There was also one other reason I had to hate her. One reason she had to hate me, though she probably didn’t know it.

“Where’s she work?” I asked, ignoring Don’s muttering on the other end about how I needed to stay away. “I’m not going there, man. I just want to let her know to be more careful.”

“She runs Fresh Start,” Don said, and it was obvious the information wasn’t something he needed to look up. “How do you not know that?”

“Why the hell would I? What do I care what some spoiled woman does with her time?” I asked, leaning forward to rest my forehead against the steering wheel.

He chuckled. “She’s the children of Chicago’s guardian angel,” he murmured. “Spoiled, maybe, but she gives it back, too.”

“I’m sure they all do,” I said, ending the call and typing the address for Fresh Start into my GPS. If the spoiled little butterfly thought she could toy with men like me and walk away unscathed, I’d give her the fucking scare of her life.

She’d never dare to wander on the dark side again.

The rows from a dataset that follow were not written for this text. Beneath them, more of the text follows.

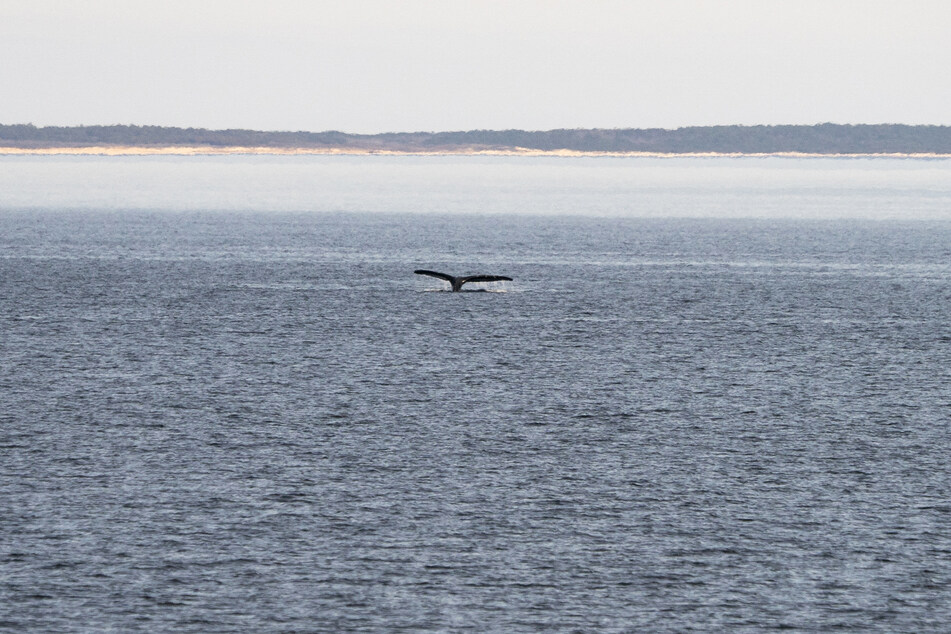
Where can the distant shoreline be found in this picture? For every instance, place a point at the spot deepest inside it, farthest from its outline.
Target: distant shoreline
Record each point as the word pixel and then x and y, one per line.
pixel 209 150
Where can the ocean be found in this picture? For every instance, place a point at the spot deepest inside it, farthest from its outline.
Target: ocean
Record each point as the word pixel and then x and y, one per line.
pixel 716 395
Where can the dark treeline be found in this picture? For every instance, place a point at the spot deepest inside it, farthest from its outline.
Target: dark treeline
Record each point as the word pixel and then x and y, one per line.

The drive a few blocks over to the children’s center went quicker than I wanted, anticipation making my blood pump with eagerness for the confrontation coming. It was far easier to hate the woman who had turned my life upside down in a single moment than to think about the alternative.

About the obsession simmering in my blood after just a few minutes next to her, with her sweet, melodic voice in my ears.

Fresh Startwas a monstrosity of modern architecture in the center of the city. The single-story building had architectural white lines and enormous windows that seemed to cover the entire building in glass. The building was crowded, children racing around the interior with laughter on their faces.

Butterfly, Irina, kept to herself, discussing something with a woman on one side of the main space that was open to the windows. Throwing the car into park, I settled in to watch her for a few minutes as she accepted the flowers from the woman she spoke with.

Her face twisted so visibly that I could see it even from my distance, her hands rising to cover her face as she shook her head from side to side. Her cheeks turned pink with emotion while I watched, and something in my chest eased.

Whatever had driven her to drinking in the middle of the day, maybe it hadn’t been just the thrill of a quickie with a made man.

She worked to compose herself, shaking off the emotion that had taken over her and forcing a smile to her face as she bent down to lift a little girl off the floor and into her arms. She bounced her while she finished her conversation with the other woman, swaying from side to side in a well-practiced move.

She handed the little girl the bouquet of roses, unbothered when she ripped the petals off one of the flowers and dropped them at her feet.

By the time the other woman had finished talking and hurried off to do something else, Irina was surrounded by kids demanding her attention. She kept a broad smile on her face, sorting through them one at a time and talking to them or hugging them or patting them on the head.

Another little girl brought her a piece of paper that I assumed was some kind of drawing, and she touched her chest as an enormous smile took over her wide, pouty lips and filled her face.

The empty space in my chest clenched.

“Fucking shit,” I groaned, running a hand through my hair. I might have been wrong about her.

The kids of Chicago adored her, and I knew foster kids well enough to know they didn’t trust easily. But there was something about their interactions with her that made it clear she was the center of their universe.

She was their savior. An angel sent to protect them from the harsh reality of life in a city that chewed kids up and spit them out.

But her reckless behavior in going to a Bellandi-owned club in the first place couldn’t be denied, and I was overcome with the sudden realization that she was without protection, even if the protection she needed was from herself.

If I’d been a better man, I’d have walked away and left that duty to a man more deserving of her, because, armed with the new information of her identity, there was no denying the traces of her heritage on her face. She was the spitting image of her mother.

Maya Regas.

A name I’d crossed off my list in red ink years ago; the woman I suspected Irina herself didn’t even know was very much dead and rotting six feet under.

And I’d been the one to pull the trigger.